Comme dans Maus, où bande dessinée, histoire et destinée individuelle sont intimement liées, À l’ombre des tours mortes fait voir les événements de l’intérieur, sans se limiter toutefois à l’anecdotique, et en amorçant une réflexion sur le sentiment d’appartenance à une communauté. Bien que Spiegelman ait été marqué par le discours de ses parents qui, après avoir vécu Auschwitz, lui répétaient qu’il devait tenir sa valise prête en tout temps, les attentats ont contribué à lui faire prendre conscience de son attachement à sa ville. Se considérant auparavant comme un "cosmopolite déraciné", il se rend maintenant compte de son enracinement et dit comprendre pourquoi certains juifs n’ont pas quitté Berlin après la terrible Nuit de cristal.

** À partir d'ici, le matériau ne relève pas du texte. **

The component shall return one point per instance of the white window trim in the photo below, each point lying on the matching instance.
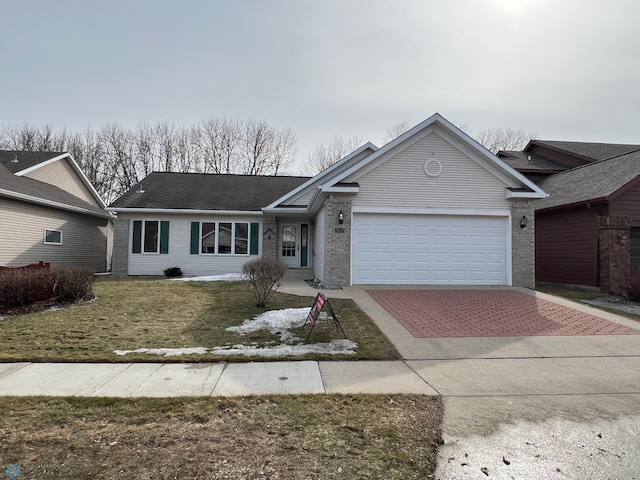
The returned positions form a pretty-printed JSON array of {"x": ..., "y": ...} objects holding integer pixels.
[
  {"x": 143, "y": 234},
  {"x": 233, "y": 239},
  {"x": 44, "y": 239}
]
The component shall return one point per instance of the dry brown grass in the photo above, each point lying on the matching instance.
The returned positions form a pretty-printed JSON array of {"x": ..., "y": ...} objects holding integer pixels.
[
  {"x": 283, "y": 437},
  {"x": 129, "y": 314}
]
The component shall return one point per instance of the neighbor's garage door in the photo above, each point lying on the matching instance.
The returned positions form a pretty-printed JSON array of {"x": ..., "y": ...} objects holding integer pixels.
[{"x": 429, "y": 249}]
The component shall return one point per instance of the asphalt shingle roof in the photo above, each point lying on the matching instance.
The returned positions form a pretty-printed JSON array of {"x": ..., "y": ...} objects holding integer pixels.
[
  {"x": 37, "y": 189},
  {"x": 595, "y": 151},
  {"x": 593, "y": 181},
  {"x": 199, "y": 191},
  {"x": 527, "y": 161},
  {"x": 25, "y": 159}
]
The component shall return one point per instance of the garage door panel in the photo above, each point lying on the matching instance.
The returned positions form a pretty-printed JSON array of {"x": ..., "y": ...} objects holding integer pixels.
[{"x": 423, "y": 249}]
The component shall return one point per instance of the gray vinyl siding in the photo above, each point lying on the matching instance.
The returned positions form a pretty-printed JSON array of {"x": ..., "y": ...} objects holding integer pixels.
[
  {"x": 179, "y": 248},
  {"x": 318, "y": 245},
  {"x": 303, "y": 199},
  {"x": 401, "y": 181},
  {"x": 62, "y": 175},
  {"x": 84, "y": 238}
]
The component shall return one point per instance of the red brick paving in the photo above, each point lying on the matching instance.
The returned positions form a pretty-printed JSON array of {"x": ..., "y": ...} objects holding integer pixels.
[{"x": 488, "y": 313}]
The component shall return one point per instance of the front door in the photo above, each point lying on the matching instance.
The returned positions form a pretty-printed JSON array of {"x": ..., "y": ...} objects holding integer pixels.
[{"x": 289, "y": 248}]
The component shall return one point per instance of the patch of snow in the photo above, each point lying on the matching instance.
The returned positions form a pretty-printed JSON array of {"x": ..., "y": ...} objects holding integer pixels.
[
  {"x": 277, "y": 322},
  {"x": 227, "y": 277},
  {"x": 167, "y": 352},
  {"x": 334, "y": 347}
]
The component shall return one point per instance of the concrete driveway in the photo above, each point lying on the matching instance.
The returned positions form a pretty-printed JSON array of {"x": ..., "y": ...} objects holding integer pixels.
[{"x": 533, "y": 386}]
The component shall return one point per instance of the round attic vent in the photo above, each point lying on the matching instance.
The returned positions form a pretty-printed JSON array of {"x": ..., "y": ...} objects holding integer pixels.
[{"x": 433, "y": 168}]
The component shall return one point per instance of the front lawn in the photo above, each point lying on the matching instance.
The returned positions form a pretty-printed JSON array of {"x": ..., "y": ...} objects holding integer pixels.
[
  {"x": 131, "y": 314},
  {"x": 284, "y": 437}
]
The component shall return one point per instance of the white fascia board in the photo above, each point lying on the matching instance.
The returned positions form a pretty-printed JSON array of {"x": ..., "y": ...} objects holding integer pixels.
[
  {"x": 283, "y": 210},
  {"x": 339, "y": 189},
  {"x": 323, "y": 174},
  {"x": 185, "y": 211},
  {"x": 485, "y": 212},
  {"x": 49, "y": 203},
  {"x": 510, "y": 194},
  {"x": 75, "y": 167}
]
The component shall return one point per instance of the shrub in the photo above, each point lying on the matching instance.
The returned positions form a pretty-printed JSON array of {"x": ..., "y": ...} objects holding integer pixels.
[
  {"x": 71, "y": 284},
  {"x": 20, "y": 287},
  {"x": 172, "y": 272},
  {"x": 262, "y": 278}
]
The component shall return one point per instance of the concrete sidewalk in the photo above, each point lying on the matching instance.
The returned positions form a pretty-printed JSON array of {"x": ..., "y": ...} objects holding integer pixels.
[
  {"x": 449, "y": 378},
  {"x": 208, "y": 379}
]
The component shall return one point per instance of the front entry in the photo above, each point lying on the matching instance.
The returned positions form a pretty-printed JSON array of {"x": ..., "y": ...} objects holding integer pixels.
[{"x": 294, "y": 240}]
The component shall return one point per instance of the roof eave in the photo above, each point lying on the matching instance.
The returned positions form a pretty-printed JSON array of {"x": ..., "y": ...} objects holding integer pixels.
[
  {"x": 323, "y": 174},
  {"x": 76, "y": 168},
  {"x": 184, "y": 211},
  {"x": 517, "y": 194},
  {"x": 51, "y": 203}
]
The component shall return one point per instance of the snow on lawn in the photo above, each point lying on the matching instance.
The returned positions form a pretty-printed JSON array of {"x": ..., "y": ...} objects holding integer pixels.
[
  {"x": 278, "y": 322},
  {"x": 167, "y": 352},
  {"x": 227, "y": 277}
]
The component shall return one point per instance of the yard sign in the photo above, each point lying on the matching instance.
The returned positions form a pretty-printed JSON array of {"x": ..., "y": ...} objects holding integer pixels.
[{"x": 319, "y": 302}]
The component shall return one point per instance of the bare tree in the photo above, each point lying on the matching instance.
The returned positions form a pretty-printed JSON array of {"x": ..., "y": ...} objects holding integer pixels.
[
  {"x": 496, "y": 139},
  {"x": 265, "y": 150},
  {"x": 396, "y": 130},
  {"x": 326, "y": 154},
  {"x": 119, "y": 158},
  {"x": 24, "y": 137},
  {"x": 216, "y": 144},
  {"x": 114, "y": 159}
]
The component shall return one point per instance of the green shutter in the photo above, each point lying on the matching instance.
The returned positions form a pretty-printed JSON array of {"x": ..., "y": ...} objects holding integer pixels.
[
  {"x": 137, "y": 236},
  {"x": 195, "y": 238},
  {"x": 164, "y": 237},
  {"x": 254, "y": 238}
]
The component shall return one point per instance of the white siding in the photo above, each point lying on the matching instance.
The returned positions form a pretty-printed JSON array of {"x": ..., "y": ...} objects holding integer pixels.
[
  {"x": 62, "y": 175},
  {"x": 318, "y": 245},
  {"x": 401, "y": 181},
  {"x": 180, "y": 245},
  {"x": 84, "y": 238}
]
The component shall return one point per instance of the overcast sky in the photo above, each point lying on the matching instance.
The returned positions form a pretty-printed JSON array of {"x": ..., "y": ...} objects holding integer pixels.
[{"x": 562, "y": 69}]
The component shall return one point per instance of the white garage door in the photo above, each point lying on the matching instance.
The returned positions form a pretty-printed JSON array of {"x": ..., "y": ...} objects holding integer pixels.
[{"x": 429, "y": 249}]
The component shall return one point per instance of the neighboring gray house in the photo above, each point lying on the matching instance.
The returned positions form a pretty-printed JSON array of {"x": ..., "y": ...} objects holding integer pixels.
[
  {"x": 50, "y": 212},
  {"x": 430, "y": 207}
]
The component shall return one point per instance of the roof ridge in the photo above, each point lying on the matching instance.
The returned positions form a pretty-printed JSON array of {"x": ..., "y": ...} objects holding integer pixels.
[
  {"x": 591, "y": 164},
  {"x": 227, "y": 174}
]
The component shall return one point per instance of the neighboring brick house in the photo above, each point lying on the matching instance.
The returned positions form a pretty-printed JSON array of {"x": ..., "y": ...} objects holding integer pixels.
[
  {"x": 50, "y": 212},
  {"x": 588, "y": 229},
  {"x": 430, "y": 207}
]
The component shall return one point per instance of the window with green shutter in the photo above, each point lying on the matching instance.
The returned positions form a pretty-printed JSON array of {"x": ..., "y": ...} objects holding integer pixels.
[
  {"x": 225, "y": 238},
  {"x": 150, "y": 236},
  {"x": 137, "y": 237},
  {"x": 254, "y": 240}
]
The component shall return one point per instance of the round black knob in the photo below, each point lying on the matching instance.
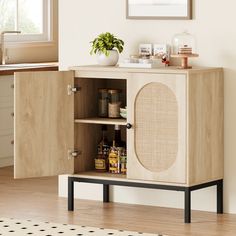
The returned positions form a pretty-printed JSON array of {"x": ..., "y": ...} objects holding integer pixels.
[{"x": 128, "y": 126}]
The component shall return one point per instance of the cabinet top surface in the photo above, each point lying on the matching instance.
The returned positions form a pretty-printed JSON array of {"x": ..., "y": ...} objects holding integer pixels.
[
  {"x": 10, "y": 69},
  {"x": 164, "y": 70}
]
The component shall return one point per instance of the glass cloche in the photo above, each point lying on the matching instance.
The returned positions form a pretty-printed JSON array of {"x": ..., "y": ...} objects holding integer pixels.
[
  {"x": 184, "y": 47},
  {"x": 183, "y": 43}
]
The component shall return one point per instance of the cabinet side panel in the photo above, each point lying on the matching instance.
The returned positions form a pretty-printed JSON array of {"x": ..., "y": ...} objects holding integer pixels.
[{"x": 205, "y": 126}]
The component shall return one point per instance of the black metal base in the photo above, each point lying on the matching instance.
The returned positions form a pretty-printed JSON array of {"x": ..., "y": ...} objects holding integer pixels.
[{"x": 187, "y": 191}]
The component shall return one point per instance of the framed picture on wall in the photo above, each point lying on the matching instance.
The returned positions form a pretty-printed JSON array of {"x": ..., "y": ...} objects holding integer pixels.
[{"x": 159, "y": 9}]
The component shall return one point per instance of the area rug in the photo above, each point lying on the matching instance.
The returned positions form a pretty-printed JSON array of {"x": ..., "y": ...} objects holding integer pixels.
[{"x": 14, "y": 227}]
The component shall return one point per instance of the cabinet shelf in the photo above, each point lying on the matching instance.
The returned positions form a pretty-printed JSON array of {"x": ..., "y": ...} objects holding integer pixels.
[
  {"x": 102, "y": 121},
  {"x": 101, "y": 175}
]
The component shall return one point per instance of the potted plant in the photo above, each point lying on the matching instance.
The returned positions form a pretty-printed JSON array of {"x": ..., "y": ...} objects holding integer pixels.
[{"x": 107, "y": 48}]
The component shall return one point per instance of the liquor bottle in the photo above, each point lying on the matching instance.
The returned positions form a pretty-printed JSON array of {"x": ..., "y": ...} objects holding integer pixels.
[
  {"x": 114, "y": 161},
  {"x": 101, "y": 161},
  {"x": 117, "y": 137}
]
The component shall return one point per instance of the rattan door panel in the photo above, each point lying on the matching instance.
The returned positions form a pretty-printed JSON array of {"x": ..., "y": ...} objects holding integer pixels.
[{"x": 157, "y": 142}]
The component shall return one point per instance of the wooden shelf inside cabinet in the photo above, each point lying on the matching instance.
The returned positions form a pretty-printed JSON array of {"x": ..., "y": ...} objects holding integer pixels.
[
  {"x": 102, "y": 121},
  {"x": 101, "y": 175}
]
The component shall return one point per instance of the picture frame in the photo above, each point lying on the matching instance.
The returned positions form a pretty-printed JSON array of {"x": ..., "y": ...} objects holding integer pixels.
[{"x": 159, "y": 9}]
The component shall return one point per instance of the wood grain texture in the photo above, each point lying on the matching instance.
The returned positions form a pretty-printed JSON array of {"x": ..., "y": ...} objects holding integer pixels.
[
  {"x": 44, "y": 124},
  {"x": 205, "y": 127},
  {"x": 37, "y": 199},
  {"x": 10, "y": 69},
  {"x": 98, "y": 120},
  {"x": 116, "y": 72},
  {"x": 176, "y": 173}
]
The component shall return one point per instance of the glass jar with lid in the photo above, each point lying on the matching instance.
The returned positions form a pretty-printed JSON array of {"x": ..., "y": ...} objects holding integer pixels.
[
  {"x": 114, "y": 103},
  {"x": 183, "y": 43},
  {"x": 102, "y": 102}
]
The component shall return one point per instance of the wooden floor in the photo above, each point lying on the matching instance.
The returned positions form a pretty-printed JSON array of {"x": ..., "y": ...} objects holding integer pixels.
[{"x": 37, "y": 199}]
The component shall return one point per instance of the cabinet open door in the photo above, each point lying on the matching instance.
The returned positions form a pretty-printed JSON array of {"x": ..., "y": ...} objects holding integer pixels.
[{"x": 44, "y": 124}]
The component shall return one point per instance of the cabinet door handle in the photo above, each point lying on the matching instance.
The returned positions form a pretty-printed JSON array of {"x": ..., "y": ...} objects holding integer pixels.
[{"x": 128, "y": 126}]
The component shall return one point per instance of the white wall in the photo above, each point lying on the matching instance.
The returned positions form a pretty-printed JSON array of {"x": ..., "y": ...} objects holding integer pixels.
[{"x": 213, "y": 27}]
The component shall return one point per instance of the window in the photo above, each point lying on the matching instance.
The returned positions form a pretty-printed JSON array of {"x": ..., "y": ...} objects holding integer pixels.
[{"x": 32, "y": 17}]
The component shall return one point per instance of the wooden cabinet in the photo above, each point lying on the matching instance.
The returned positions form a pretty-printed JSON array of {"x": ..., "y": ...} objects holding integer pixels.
[
  {"x": 176, "y": 116},
  {"x": 6, "y": 117}
]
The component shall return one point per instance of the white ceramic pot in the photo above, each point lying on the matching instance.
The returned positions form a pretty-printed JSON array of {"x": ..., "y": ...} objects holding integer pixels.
[{"x": 110, "y": 60}]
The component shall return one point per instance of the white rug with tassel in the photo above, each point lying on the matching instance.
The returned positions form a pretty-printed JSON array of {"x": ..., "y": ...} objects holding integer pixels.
[{"x": 14, "y": 227}]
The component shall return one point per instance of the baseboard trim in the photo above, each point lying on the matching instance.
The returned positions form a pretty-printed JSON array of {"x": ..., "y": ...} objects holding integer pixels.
[{"x": 6, "y": 161}]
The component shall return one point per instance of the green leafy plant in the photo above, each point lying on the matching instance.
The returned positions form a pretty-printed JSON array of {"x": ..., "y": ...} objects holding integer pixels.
[{"x": 106, "y": 41}]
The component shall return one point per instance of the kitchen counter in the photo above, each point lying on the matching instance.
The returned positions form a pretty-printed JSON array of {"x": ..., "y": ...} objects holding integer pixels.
[{"x": 9, "y": 69}]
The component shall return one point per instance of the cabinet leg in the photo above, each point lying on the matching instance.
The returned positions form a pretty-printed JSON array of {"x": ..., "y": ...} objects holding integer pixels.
[
  {"x": 187, "y": 206},
  {"x": 105, "y": 192},
  {"x": 220, "y": 197},
  {"x": 70, "y": 194}
]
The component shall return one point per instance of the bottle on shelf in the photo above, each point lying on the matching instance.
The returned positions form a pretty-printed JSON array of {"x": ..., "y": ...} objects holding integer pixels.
[
  {"x": 117, "y": 137},
  {"x": 101, "y": 161},
  {"x": 123, "y": 162},
  {"x": 114, "y": 161}
]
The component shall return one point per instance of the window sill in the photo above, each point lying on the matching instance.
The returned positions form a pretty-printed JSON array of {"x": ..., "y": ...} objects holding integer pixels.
[{"x": 30, "y": 44}]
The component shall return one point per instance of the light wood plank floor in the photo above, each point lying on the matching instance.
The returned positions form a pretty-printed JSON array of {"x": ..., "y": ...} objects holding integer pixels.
[{"x": 37, "y": 199}]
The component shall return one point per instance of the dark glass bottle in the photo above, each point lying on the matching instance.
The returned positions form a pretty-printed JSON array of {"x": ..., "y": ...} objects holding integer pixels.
[
  {"x": 117, "y": 137},
  {"x": 101, "y": 161}
]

Avec sa page couverture noir sur noir qui reprend celle que l’auteur avait réalisée pour le New Yorker au lendemain des événements, À l’ombre des tours mortes impressionne d’abord par son support: une quarantaine de pages de très grand format imprimées sur du carton épais et verni qui rappelle les livres pour enfants. Les doubles planches en tabloïd, imitant les suppléments dominicaux des journaux américains, sont aussi un hommage aux premiers comics, lesquels se plaisaient à représenter les gratte-ciel new-yorkais dans leur toute-puissance. Rappelant que la bande dessinée est née à quelques centaines de mètres de l’ancien World Trade Center, dans la mouvance de la presse à grand tirage du début du 20e siècle, Spiegelman entreprend même de faire revivre certains de ses illustres personnages (Yellow Kid, Little Nemo, Happy Hooligan) dont il emprunte le visage l’espace de quelques vignettes. Une habile intégration de l’histoire de la BD qui fait de ce livre l’une des réflexions les plus originales sur la politique américaine d’après le 11 septembre.
À l’ombre des tours mortes
d’Art Spiegelman
Éd. Casterman
2004, 38 p.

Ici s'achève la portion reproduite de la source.